September 6th, 2016, 11pm EST. The top two trending topics on Twitter were #AtlantaFX and #QueenSugar, so it’s safe to say that Black people are coming back to TV with a vengeance.
It feels like there was no trouble finding a show about Black people during the 90’s and even the early 2000’s. In the last decade, though, we’ve been absent from most networks, except BET and TV One. Even then, a good amount of the programming on those networks are reruns of 90’s classics. Breaking through the wall of Whiteness in recent years have been Blackish, on ABC, and Empire, on FOX. Even then, there’s been a distinct lack of Black people on mainstream television, but we might be seeing the end of that era.

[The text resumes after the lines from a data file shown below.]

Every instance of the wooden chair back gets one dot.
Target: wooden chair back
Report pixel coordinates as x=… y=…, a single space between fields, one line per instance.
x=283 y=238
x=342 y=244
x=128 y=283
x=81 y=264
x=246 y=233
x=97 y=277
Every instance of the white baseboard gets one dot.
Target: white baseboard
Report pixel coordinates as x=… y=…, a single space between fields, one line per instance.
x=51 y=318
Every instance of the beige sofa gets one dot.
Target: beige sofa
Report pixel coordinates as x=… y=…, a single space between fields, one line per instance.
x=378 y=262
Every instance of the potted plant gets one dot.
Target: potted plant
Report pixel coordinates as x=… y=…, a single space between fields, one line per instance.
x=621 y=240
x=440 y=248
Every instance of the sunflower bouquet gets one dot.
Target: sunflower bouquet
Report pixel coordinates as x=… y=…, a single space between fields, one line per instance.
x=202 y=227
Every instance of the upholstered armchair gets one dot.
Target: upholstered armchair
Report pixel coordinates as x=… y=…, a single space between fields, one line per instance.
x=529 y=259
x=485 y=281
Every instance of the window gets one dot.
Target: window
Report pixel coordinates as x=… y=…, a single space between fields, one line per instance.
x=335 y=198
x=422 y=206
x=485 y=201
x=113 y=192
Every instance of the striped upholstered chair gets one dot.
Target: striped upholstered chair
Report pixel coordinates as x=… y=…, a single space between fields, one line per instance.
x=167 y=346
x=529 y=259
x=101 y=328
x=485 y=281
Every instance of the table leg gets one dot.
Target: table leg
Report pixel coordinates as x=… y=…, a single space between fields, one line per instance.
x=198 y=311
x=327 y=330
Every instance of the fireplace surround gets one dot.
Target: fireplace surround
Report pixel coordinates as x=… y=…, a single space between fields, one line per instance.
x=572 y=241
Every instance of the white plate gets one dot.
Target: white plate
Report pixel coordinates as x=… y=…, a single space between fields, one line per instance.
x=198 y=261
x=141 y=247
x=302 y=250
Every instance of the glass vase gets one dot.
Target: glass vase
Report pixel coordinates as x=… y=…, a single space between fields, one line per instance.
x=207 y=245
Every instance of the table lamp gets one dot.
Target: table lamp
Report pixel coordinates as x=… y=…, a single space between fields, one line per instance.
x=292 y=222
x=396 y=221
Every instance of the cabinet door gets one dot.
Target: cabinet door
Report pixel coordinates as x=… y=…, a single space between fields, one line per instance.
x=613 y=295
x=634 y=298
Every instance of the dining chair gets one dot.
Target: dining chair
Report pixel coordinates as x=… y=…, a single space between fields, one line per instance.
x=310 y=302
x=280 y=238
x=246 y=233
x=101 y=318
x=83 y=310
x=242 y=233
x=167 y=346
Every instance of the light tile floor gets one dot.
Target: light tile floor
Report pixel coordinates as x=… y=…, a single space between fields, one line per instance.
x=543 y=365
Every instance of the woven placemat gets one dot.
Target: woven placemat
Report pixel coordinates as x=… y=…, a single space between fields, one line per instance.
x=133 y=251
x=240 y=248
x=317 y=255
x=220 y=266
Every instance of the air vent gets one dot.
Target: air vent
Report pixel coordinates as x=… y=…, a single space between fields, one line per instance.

In coming back to Disney, Zendaya took a production position on her show K.C. Undercover. She’s used this opportunity to bring Blackness back to Disney and add a lot more diversity to the network. It’s not just in casting, the change we’re seeing has Black people in managerial and production positions. We’ve had this on networks like BET, OWN, and TV One, but it’s no secret that those are mostly watched by Black people. This new era brings Black led shows to mainstream audiences.
This isn’t Stranger Things with one Black lead. This isn’t Orange is the New Black with no Black writers. This certainly isn’t the CW’s Arrow, whitewashing characters every chance they get. No, these are shows like The Get Down and the anticipated Luke Cage; Black people making shows about Black people for Black people. Sure, everyone can enjoy them, but it’s a special treat for us who notice and appreciate the nuances and references. When non-Black writers try to write about Black people it’s usually done stereotypically, or tries too hard not to be stereotypical. Like everyone else, we are multifaceted people and don’t have to be fit into one specific grouping or mold. Black kids can like hip-hop and also like Dungeons and Dragons, and Black people understand that. Only we can write ourselves honestly.
It’s something that we’ve been missing for far too long. We’re tired of having to settle for our token Black character we can relate to. We’re tired of seeing non-Black writers horribly writing Black people. Our triumphant return to television is long past due, and I think we’re finally ushering in the new age of Blackness on TV.